According to Shand Kydd, however, some of the most entertaining public performances in Naples have nothing to do with contemporary art. “Life in the streets here is like theater,” he says. On summer evenings families escape their steamy, overcrowded rooms by dragging their furniture and televisions into the street, where they share dinner and jokes with the neighbors. “The city is made up of many local villages,” explains Monica Coretti D’Amato, whose pristine waterfront house holds one of Naples’s most impressive private art collections, running the gamut from William Kentridge and Lucio Fontana to Louise Bourgeois, Anselm Kiefer and Anthony Gormley. “Each area has its particular saints, its parades, its ancient habits.” The dialect one hears in the streets is mostly incomprehensible to Italians from other cities. Francesco Durante, author of the recently released Scuorno, an insider portrait of Naples that is selling briskly in Italy, notes that even public transport signs warning commuters to behave are often written in Napoletano rather than Italian.
Belonging to a civilization that considers itself set apart from the rest of Europe makes for a certain sense of unruliness. “Naples,” an old joke goes, “is the only Middle Eastern city that does not have a European quarter.” Perhaps.
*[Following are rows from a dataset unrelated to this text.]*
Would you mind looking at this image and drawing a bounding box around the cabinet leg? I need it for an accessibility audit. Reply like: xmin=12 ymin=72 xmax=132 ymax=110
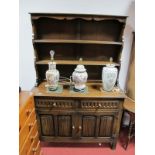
xmin=111 ymin=141 xmax=117 ymax=150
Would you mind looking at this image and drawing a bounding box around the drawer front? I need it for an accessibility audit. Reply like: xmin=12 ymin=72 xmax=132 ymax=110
xmin=28 ymin=135 xmax=40 ymax=155
xmin=81 ymin=100 xmax=121 ymax=109
xmin=19 ymin=97 xmax=34 ymax=131
xmin=19 ymin=121 xmax=38 ymax=155
xmin=19 ymin=109 xmax=36 ymax=148
xmin=35 ymin=98 xmax=75 ymax=109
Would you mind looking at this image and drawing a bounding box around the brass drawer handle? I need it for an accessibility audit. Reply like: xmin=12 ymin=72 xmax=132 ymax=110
xmin=98 ymin=103 xmax=102 ymax=108
xmin=32 ymin=141 xmax=40 ymax=152
xmin=79 ymin=126 xmax=82 ymax=130
xmin=72 ymin=125 xmax=75 ymax=130
xmin=53 ymin=102 xmax=57 ymax=107
xmin=26 ymin=109 xmax=31 ymax=116
xmin=28 ymin=123 xmax=34 ymax=131
xmin=30 ymin=132 xmax=38 ymax=142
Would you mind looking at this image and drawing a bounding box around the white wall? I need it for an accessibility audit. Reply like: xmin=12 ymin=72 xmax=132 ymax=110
xmin=19 ymin=0 xmax=134 ymax=90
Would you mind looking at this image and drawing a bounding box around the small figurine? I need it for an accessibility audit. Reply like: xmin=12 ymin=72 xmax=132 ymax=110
xmin=72 ymin=58 xmax=88 ymax=91
xmin=46 ymin=50 xmax=60 ymax=91
xmin=102 ymin=57 xmax=118 ymax=91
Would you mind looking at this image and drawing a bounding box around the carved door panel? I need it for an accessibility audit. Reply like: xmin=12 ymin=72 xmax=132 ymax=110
xmin=98 ymin=115 xmax=114 ymax=137
xmin=40 ymin=114 xmax=55 ymax=136
xmin=77 ymin=112 xmax=116 ymax=138
xmin=39 ymin=111 xmax=74 ymax=137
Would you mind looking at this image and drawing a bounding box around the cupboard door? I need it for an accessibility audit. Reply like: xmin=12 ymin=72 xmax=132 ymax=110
xmin=79 ymin=115 xmax=97 ymax=137
xmin=98 ymin=115 xmax=114 ymax=137
xmin=38 ymin=110 xmax=74 ymax=137
xmin=40 ymin=115 xmax=55 ymax=136
xmin=76 ymin=112 xmax=117 ymax=138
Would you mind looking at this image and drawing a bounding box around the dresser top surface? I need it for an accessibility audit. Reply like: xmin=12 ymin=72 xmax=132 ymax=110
xmin=32 ymin=82 xmax=125 ymax=98
xmin=30 ymin=12 xmax=128 ymax=18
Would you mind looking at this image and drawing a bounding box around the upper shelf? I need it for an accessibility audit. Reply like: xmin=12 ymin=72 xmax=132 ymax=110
xmin=33 ymin=39 xmax=123 ymax=45
xmin=36 ymin=60 xmax=120 ymax=66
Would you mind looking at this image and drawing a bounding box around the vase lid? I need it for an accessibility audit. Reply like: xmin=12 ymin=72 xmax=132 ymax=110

But it does have its own peculiar code of honor. Artist and designer Michele Iodice, for example, lives in the Sanita district, an area known for having one of the highest petty crime rates in Europe. And yet he rarely bothers to lock his bike. “I am considered part of the family,” he says, “so my belongings, and those of my friends, are probably safer here than anywhere else in Italy.”
Shand Kydd, for one, finds this blend of fidelity and fearlessness addictive. “Naples is like a very bad narcotic,” he says, sipping a glass of red wine at a bar in the city center. “Within three weeks of being in London I start to get this strange, irresistible itch to come back here.” And then there are those who catch the bug so badly that they never leave. French-born Nathalie de Saint Phalle arrived in 1993 planning to stay a few weeks, just long enough to have a book she had written printed at a local press. “At the beginning I felt completely stuck,” she remembers. “I had a terrible time with the local administration, and all I wanted to do was leave. Then I started to get in touch with the city’s thriving artistic community and organize shows.” Sixteen years later she remains, and has turned a boho-glam 18th-century palazzo apartment into a very trendy private club and hotel called Purgatorio. She’s also the proprietor of the Kaplan Project, a gallery that represents 30 contemporary Neapolitan artists. MADRE curator Codognato, meanwhile, who grew up in Venice and whose wife and children live in Rome, says that when he first came to Naples in 1998 to work on a curatorial project, he envisioned staying for only two or three months. Now, after more than a decade, he says, “I am beginning to think I will be here forever.”